Les questions qui se posent à nous sont lourdes de sens, car elles concernent le rapport à la vie. Alors que celui-ci semble généralement joyeux, car une naissance est toujours source de joie, tandis que notre rapport à la mort est toujours douloureux, ici le rapport à la vie dépend de l'instrumentalisation du corps d'autrui en vue de procréer – dans des conditions compliquées, qui n'empêchent pas le phénomène de se développer dans le monde entier.
Plutôt que de « gestation pour autrui », j'aimerais d'ailleurs que l'on parle de « maternité de substitution » : l'expression est plus claire, sans compter que le terme de gestation convient aux animaux, non aux femmes.

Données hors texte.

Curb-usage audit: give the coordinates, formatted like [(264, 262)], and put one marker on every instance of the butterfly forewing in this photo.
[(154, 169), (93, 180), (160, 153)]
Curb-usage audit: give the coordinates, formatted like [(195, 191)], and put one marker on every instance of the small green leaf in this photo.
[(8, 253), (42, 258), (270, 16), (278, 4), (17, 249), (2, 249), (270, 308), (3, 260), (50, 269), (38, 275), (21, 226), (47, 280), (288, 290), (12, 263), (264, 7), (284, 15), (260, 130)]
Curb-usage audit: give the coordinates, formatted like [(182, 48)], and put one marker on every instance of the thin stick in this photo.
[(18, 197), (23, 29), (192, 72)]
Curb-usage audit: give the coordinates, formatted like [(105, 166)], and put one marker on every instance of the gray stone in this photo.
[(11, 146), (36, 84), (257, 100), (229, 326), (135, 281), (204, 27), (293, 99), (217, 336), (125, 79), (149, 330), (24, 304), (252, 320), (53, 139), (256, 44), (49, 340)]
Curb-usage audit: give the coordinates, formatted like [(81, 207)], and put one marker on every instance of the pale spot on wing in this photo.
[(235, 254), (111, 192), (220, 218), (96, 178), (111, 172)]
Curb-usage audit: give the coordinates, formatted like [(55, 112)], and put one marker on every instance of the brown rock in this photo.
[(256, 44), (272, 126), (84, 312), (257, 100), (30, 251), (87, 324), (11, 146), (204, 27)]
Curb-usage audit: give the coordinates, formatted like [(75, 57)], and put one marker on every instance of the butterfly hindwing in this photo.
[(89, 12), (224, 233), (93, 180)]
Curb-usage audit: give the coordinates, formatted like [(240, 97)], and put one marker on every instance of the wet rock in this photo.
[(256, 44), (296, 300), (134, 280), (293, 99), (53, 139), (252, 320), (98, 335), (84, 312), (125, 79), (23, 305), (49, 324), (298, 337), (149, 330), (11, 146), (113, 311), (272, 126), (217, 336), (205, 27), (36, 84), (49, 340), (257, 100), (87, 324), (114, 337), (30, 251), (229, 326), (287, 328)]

La France fait, avec l'Allemagne, figure d'exception : notre droit protège les femmes. La maternité de substitution est interdite en France, et le restera. Le problème est que des enfants sont là, qui ont été, qu'on le veuille ou non, achetés dans un autre pays du monde : on a payé une donneuse d'ovocytes inconnue et une femme qui a porté l'enfant et qui a juridiquement disparu au bout de quelques semaines, voire dès l'accouchement.
De plus, le contexte international est délicat. Ainsi, aux États-Unis, les conventions, longues de soixante à quatre-vingts pages, enrichissent toute une « batterie » de gens de droit qui en font leur métier, alors qu'en Grande-Bretagne aucune convention ni aucun transfert d'argent ne sont possibles. Or de nombreuses GPA ont lieu aux États-Unis, tandis qu'elles se raréfient en Grande-Bretagne, faute de candidates prêtes à s'exposer aux risques d'une maternité – lesquels ne concernent pas uniquement l'accouchement, mais englobent le développement de maladies hormono-dépendantes, par exemple. Le droit sur le foetus, en particulier au moment de l'accouchement, les décisions à prendre en cas de difficulté et la situation de l'enfant ne sont pas non plus stabilisés au niveau international.
Si les questions posées sont donc pertinentes, il ne me paraît pas possible de les résoudre par ces deux textes principiels, qui n'abordent pas les problèmes techniques, fondamentaux, charnels auxquels pourraient être confrontées les femmes. En France, celles-ci sont protégées ; mais le sort de l'enfant reste pendant, étant donné les décisions de la CEDH. Les procureurs traitent les situations au cas par cas ; c'est très bien ainsi. Nous ne sommes pas prêts à nous engager dans ce débat jusqu'à son terme, qu'il s'achève par un oui ou par un non.